Payvand, Iran from IRNA
July 22 2004

Iran begins building 140 km gas pipeline to Armenia: report

Tehran, July 22, IRNA — Iran has begun building a 140-km-long gas
pipeline to Armenia, said the Itar-Tass news agency monitored here
Thursday.
The two countries signed an agreement on the project worth around 120
million US dollars in May, when Iranian Oil Minister Bijan Namdar
Zanganeh visited Yerevan.

Under its provisions, Iran will be supplying 36 billion cubic meters
of natural gas to Armenia annually from 2007 through to 2027.

Itar-Tass, citing OPEC sources in Vienna, said that the pipeline
might be used to ship Iranian gas to Georgia, Ukraine and farther on
to Europe in the future.

The news agency said the sources had got the news from Armenian
ambassador to Tehran, Gegam Garibjian.

To make the whole scheme possible, a 550-kilometer-long section of
the pipeline will be laid at the floor of the Black Sea, stretching
from the Georgian port of Supsa to Feodosiya in the Crimea, it said.

According to the same sources, the project is estimated to cost about
five billion US dollars.

Forecasts suggest that once the project is implemented, the Iranian
gas supplies to Europe may reach 60 billion cubic meters a year, of
which Ukrainian imports will likely account for 10 billion cubic
meters.

Tehran has already a multi-billion-dollar contract with neighboring
Turkey to supply gas for 25 years.

The gas flow was launched in December 2001 via a 2,577-kilometer
pipeline, running from the northeastern city of Tabriz to Ankara,
which supplies gas from southern Iran near the Persian Gulf.

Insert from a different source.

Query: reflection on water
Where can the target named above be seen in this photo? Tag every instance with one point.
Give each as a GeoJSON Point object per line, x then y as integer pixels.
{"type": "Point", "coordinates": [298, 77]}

The contract has been a boon to Iran’s bid to become a sustainable
gas supplier to Turkey and Europe.

Looking for alternative markets, Tehran has also held talks with the
Persian Gulf littoral states and the Central Asian nations for the
sale of gas.

The country sits on the second largest proven gas reserves of the
world after Russia, which has been a headache for Iran by getting
into, what is feared to be, an unnecessary and costly competition.